Intelligence agencies will be able to gradually lay bare a web of terrorist contacts by searching the memory databases of phone companies.

A similar operation was planned against Osama bin Laden in August 1998, when the U.S. hit back after embassy bombings in Dar es Salaam and Nairobi. Intelligence services knew that bin Laden used an INMARSAT phone, and it is believed that, of the 60 or so cruise missiles fired, the U.S. targeted at least one on the phone’s signal. Reports now suggest that bin Laden had left a meeting of between 200 and 300 members of the al-Qaeda group just an hour before the missile strike, which is believed to have killed up to 30 members of his organization, and that he has since cut back on the use of electronic communications. After the Dudayev assassination, bin Laden must have been wary of using his phone; indeed he had been alerted to the possibility of U.S. attacks by the sudden withdrawal of U.S. Embassy staff from Islamabad, the capital of neighboring Pakistan. If he needed any confirmation that he was being stalked by N.S.A. satellites, it was helpfully provided by a leak in the media a year later which confirmed that the N.S.A. and GCHQ had traced his phone. It is hardly surprising that bin Laden became much harder to track. Besides, his brother Sheikh Hasan bin Laden was a director of Iridium L.L.C., a company which now runs a global satellite network based on 66 communications satellites. In fact, the Saudi Binladin Group, a company belonging to bin Laden’s Saudi family, had invested heavily in the Chinese Long March rockets which launched four of the satellites into low orbit.

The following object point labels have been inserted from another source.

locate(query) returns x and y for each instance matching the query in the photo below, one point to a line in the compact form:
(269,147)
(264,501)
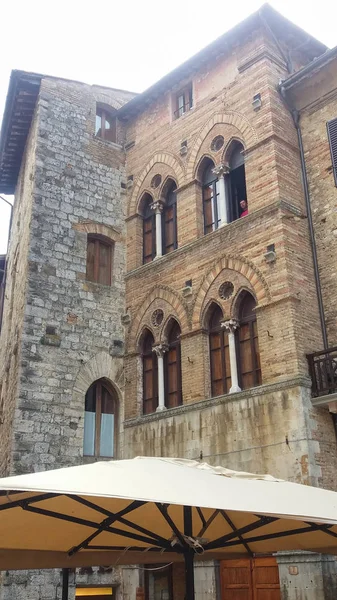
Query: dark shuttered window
(172,358)
(150,375)
(99,260)
(332,136)
(219,354)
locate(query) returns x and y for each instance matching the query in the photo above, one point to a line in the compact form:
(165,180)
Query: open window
(150,374)
(236,182)
(149,229)
(183,101)
(219,353)
(249,366)
(210,197)
(172,367)
(105,125)
(100,420)
(169,218)
(99,259)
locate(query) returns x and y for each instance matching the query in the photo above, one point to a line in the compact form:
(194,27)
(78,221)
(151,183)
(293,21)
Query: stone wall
(70,185)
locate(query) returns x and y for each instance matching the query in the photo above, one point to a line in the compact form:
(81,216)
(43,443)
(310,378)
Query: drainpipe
(3,284)
(296,119)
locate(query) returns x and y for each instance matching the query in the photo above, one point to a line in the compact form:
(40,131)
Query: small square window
(183,101)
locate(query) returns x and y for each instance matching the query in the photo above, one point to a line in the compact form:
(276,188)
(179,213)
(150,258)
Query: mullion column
(231,326)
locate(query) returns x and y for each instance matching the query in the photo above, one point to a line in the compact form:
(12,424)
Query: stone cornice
(261,390)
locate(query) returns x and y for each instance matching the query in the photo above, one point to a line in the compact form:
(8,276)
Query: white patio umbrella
(157,510)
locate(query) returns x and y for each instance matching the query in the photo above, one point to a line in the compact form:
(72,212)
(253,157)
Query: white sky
(127,44)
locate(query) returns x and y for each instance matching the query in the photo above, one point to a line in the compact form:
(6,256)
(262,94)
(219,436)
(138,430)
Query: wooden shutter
(104,264)
(208,208)
(148,239)
(332,137)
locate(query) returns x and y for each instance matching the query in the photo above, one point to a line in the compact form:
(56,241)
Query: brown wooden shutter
(332,137)
(104,264)
(91,260)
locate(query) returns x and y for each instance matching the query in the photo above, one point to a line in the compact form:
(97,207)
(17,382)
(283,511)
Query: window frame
(254,351)
(173,345)
(149,216)
(170,202)
(106,115)
(154,376)
(98,242)
(99,384)
(186,93)
(212,333)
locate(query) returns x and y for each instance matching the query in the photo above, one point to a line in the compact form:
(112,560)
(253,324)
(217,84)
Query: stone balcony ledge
(261,390)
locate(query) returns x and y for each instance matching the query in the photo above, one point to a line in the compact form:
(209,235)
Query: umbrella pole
(65,584)
(188,556)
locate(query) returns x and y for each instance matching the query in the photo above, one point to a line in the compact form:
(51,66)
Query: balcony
(323,372)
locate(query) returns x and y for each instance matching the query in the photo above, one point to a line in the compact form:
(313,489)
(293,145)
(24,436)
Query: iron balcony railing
(323,371)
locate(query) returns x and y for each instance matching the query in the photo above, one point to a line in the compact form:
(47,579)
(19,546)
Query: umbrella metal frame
(184,543)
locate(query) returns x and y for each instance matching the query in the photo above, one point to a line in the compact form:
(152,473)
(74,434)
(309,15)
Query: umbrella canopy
(157,510)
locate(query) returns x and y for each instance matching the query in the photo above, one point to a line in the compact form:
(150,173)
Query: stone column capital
(157,206)
(160,349)
(221,169)
(231,325)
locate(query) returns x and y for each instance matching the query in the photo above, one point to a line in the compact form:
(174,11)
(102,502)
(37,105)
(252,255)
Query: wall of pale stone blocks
(15,300)
(269,429)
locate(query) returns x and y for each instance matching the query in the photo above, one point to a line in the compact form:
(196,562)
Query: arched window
(149,230)
(99,260)
(169,219)
(236,182)
(172,368)
(210,196)
(219,353)
(100,420)
(150,375)
(105,125)
(248,346)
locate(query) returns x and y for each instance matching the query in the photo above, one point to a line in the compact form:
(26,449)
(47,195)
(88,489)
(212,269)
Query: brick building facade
(137,291)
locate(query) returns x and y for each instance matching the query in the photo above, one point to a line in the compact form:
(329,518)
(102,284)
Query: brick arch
(247,132)
(170,296)
(236,263)
(164,158)
(101,365)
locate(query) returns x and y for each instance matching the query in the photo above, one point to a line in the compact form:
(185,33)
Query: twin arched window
(222,199)
(246,348)
(171,356)
(100,418)
(167,211)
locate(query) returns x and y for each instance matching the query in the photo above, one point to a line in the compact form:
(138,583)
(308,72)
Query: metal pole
(188,556)
(65,584)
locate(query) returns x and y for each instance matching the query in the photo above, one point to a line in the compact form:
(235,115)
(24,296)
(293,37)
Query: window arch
(219,353)
(150,374)
(172,367)
(248,346)
(100,420)
(105,124)
(149,229)
(210,197)
(169,218)
(99,259)
(236,182)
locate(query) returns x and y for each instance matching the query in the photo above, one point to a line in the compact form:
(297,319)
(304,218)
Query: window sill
(267,388)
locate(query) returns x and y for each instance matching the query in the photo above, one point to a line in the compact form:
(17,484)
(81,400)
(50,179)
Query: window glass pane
(107,435)
(104,269)
(89,433)
(98,125)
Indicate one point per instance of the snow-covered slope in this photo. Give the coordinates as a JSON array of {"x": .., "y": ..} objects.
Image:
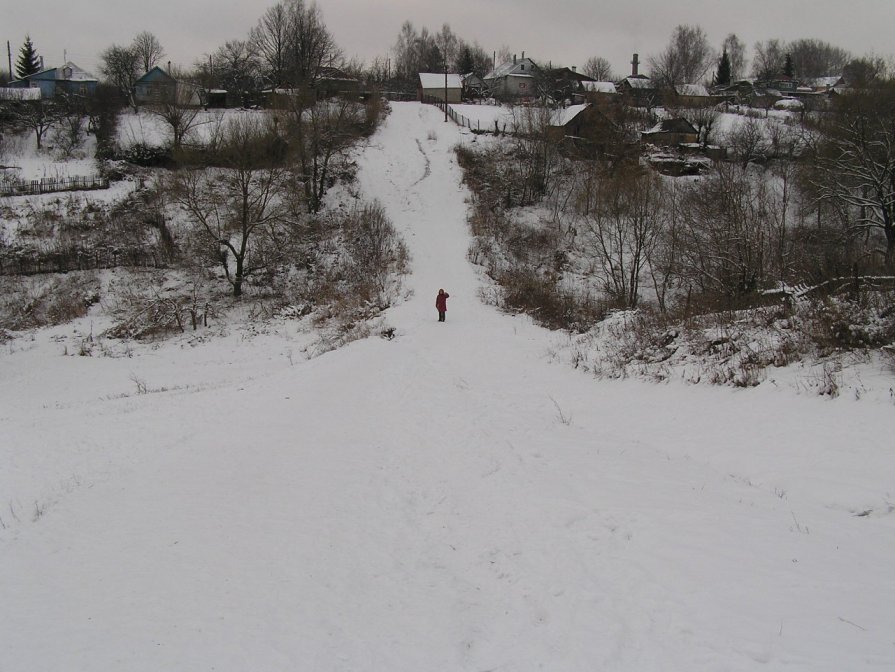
[{"x": 447, "y": 500}]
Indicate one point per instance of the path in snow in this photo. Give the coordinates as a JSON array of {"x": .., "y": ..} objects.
[{"x": 448, "y": 500}]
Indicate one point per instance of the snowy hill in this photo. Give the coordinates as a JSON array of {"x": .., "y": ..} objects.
[{"x": 450, "y": 499}]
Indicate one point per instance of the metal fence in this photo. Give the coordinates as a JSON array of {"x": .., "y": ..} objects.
[{"x": 49, "y": 185}]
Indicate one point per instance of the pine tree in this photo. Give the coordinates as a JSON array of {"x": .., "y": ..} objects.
[
  {"x": 788, "y": 68},
  {"x": 27, "y": 63},
  {"x": 722, "y": 76}
]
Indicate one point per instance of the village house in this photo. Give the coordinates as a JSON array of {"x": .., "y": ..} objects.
[
  {"x": 440, "y": 86},
  {"x": 691, "y": 96},
  {"x": 671, "y": 133},
  {"x": 68, "y": 79},
  {"x": 601, "y": 94},
  {"x": 157, "y": 86},
  {"x": 513, "y": 79}
]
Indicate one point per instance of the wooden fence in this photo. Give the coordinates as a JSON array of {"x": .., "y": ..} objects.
[
  {"x": 49, "y": 185},
  {"x": 65, "y": 259}
]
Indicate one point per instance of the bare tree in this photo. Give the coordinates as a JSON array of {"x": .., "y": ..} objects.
[
  {"x": 320, "y": 134},
  {"x": 686, "y": 60},
  {"x": 768, "y": 60},
  {"x": 736, "y": 54},
  {"x": 293, "y": 43},
  {"x": 598, "y": 68},
  {"x": 120, "y": 67},
  {"x": 238, "y": 209},
  {"x": 624, "y": 218},
  {"x": 816, "y": 58},
  {"x": 148, "y": 50},
  {"x": 856, "y": 162},
  {"x": 38, "y": 115},
  {"x": 180, "y": 111}
]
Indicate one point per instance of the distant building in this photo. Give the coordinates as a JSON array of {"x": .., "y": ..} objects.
[
  {"x": 68, "y": 79},
  {"x": 157, "y": 86},
  {"x": 436, "y": 85},
  {"x": 513, "y": 79},
  {"x": 671, "y": 132}
]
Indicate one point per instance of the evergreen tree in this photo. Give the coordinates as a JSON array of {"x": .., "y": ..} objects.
[
  {"x": 722, "y": 76},
  {"x": 788, "y": 68},
  {"x": 28, "y": 62}
]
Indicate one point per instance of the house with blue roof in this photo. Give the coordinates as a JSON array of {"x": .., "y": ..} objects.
[{"x": 68, "y": 79}]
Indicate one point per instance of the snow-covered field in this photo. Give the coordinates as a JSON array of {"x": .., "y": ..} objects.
[{"x": 447, "y": 500}]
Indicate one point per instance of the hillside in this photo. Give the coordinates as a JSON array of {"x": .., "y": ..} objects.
[{"x": 449, "y": 499}]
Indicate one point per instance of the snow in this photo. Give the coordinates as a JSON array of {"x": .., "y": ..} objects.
[
  {"x": 452, "y": 499},
  {"x": 435, "y": 80},
  {"x": 599, "y": 87}
]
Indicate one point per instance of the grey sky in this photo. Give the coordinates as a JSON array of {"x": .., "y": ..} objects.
[{"x": 565, "y": 32}]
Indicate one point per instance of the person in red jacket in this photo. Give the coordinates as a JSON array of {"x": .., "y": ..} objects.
[{"x": 441, "y": 303}]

So we can be sure that one thing America’s most wanted man knows about is cell phones and satellites.

In the wake of bin Laden’s onslaught on America, it is hardly necessary to stress the extraordinary role played by mobile phones in the day’s events. Those people left behind, a dial tone sounding in their ears, the words of their loved ones playing over and over in their heads, certainly need no persuasion. Wireless telephony is embedded in the history of September 11, and in one shining instance the cell phone had a direct bearing on the outcome of the day. Without the calls from United Flight 93, during which passengers learned about the attacks on the World Trade Center, it seems certain they would not have fought back and thwarted the finale of the terrorists’ plan. Where the military and intelligence responses of that day failed, the cell phone triumphed.